WASHINGTON (Reuters) - Senate Democrats on Tuesday asked the Bush administration to explain how it can slash Middle East oil imports by 75 percent by 2025 when the government's top energy forecaster predicts that won't happen. As President George W. Bush wrapped up a two-day, three-state tour to promote his alternative energy plan, Democrats asked Energy Secretary Sam Bodman to detail how the plan will reduce oil imports from the Mideast.
"Could you please identify for us and the public the specific policy initiatives the administration has underway or will propose to reverse the current trend," the Democrats said in a letter to Bodman. The letter noted that Guy Caruso, head of the federal Energy Information Administration, told a Senate hearing last week that shipments of Mideast oil to the U.S. market will rise by about 50 percent in the next two decades. Bush has sent six cabinet secretaries to 13 states this week, where they will tout ethanol and other renewable fuels, hydrogen fuel cells and gasoline-electric hybrid vehicles. "I have spent a lot of time worrying about the national security implications of being addicted to oil," Bush said on Tuesday at an energy research laboratory in Golden, Colorado.

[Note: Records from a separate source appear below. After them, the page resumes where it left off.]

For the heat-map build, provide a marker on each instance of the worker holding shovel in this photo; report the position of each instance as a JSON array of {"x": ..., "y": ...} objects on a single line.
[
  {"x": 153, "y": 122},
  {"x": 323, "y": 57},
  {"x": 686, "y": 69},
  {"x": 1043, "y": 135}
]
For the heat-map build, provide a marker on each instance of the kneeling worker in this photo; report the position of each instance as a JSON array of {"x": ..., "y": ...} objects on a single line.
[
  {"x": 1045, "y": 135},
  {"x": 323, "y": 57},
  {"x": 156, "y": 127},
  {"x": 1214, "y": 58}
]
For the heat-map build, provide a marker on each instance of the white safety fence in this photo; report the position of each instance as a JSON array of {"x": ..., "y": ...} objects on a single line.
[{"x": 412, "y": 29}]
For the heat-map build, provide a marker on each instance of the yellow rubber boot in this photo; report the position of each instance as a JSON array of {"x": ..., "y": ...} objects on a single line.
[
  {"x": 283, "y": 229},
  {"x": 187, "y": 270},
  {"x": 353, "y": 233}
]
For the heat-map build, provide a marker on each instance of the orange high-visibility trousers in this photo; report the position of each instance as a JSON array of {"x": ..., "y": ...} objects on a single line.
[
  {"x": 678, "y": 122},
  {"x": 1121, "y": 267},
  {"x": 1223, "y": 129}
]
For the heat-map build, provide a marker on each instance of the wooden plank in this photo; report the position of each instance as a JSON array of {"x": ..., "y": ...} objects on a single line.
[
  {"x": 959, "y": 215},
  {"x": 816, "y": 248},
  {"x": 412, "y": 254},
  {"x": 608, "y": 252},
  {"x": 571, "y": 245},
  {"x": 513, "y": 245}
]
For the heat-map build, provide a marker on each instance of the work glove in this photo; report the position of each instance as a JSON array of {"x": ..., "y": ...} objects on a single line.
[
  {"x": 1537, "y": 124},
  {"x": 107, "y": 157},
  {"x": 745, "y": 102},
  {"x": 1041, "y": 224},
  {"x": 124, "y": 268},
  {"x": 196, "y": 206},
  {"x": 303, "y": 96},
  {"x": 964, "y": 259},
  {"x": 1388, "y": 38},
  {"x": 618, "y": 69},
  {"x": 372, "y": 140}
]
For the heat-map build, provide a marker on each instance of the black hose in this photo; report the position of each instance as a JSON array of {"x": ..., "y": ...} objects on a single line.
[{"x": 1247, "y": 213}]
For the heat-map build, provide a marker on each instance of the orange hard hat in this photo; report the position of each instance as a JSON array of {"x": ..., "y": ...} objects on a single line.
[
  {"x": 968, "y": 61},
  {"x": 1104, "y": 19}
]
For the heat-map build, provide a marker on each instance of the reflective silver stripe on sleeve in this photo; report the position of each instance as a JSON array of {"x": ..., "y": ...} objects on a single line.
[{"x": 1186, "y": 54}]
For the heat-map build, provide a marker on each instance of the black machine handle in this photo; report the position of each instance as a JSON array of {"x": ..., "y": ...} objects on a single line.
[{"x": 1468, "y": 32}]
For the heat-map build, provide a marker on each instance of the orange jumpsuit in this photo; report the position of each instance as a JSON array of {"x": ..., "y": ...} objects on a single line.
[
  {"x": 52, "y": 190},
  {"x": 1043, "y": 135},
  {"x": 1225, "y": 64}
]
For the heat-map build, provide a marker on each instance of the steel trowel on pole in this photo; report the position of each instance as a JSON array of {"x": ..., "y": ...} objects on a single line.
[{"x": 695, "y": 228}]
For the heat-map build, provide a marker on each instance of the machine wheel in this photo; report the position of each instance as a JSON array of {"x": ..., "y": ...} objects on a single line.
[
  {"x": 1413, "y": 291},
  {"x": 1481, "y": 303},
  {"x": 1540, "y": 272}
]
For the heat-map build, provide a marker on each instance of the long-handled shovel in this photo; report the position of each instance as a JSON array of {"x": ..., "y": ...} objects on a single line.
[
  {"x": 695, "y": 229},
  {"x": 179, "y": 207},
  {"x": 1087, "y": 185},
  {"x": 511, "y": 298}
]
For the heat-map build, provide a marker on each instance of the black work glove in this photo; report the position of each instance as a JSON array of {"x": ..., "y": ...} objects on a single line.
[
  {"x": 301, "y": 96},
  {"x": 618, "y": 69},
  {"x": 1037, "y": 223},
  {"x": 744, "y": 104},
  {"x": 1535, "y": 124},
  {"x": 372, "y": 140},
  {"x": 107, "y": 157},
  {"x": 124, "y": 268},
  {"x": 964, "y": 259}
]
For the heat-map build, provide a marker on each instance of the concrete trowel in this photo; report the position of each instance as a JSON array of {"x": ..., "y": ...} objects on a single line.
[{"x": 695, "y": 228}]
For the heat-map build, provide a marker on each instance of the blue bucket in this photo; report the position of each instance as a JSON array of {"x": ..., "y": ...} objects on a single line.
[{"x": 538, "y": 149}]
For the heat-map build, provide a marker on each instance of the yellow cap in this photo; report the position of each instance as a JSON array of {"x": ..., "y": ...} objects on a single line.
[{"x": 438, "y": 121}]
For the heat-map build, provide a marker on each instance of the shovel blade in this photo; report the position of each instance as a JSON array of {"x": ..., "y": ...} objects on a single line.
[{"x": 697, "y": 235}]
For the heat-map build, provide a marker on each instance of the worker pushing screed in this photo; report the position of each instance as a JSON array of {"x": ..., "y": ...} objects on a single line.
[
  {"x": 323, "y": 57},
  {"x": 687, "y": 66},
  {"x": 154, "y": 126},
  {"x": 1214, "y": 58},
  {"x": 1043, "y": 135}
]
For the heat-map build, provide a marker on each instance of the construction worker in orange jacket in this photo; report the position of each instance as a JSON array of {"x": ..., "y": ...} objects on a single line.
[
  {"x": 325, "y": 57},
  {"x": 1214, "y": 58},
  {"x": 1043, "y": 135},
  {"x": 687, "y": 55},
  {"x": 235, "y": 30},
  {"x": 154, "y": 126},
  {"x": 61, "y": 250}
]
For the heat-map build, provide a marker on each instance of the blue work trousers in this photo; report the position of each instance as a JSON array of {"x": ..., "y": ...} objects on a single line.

Consumer groups and environmentalists are tagging Bush's energy initiative as merely a public-relations blitz meant to change public sentiment without changing policy. "This is pure window-dressing, so the administration can get some new stories out there without offering any solutions that will offend (the Republican party's) biggest contributor -- the oil industry," said Tyson Slocum at Public Citizen, the consumer watchdog group.
The Bush administration should focus on reducing gasoline consumption in U.S. cars and trucks and provide much more funding for renewable energy research, said Bill Prindle, an energy expert at the American Council for an Energy Efficient Economy. "This is about looking like they're doing something," Prindle said of the Bush energy blitz. "I'm sure polls will show that the administration is doing something on energy, but the real record doesn't bear that out."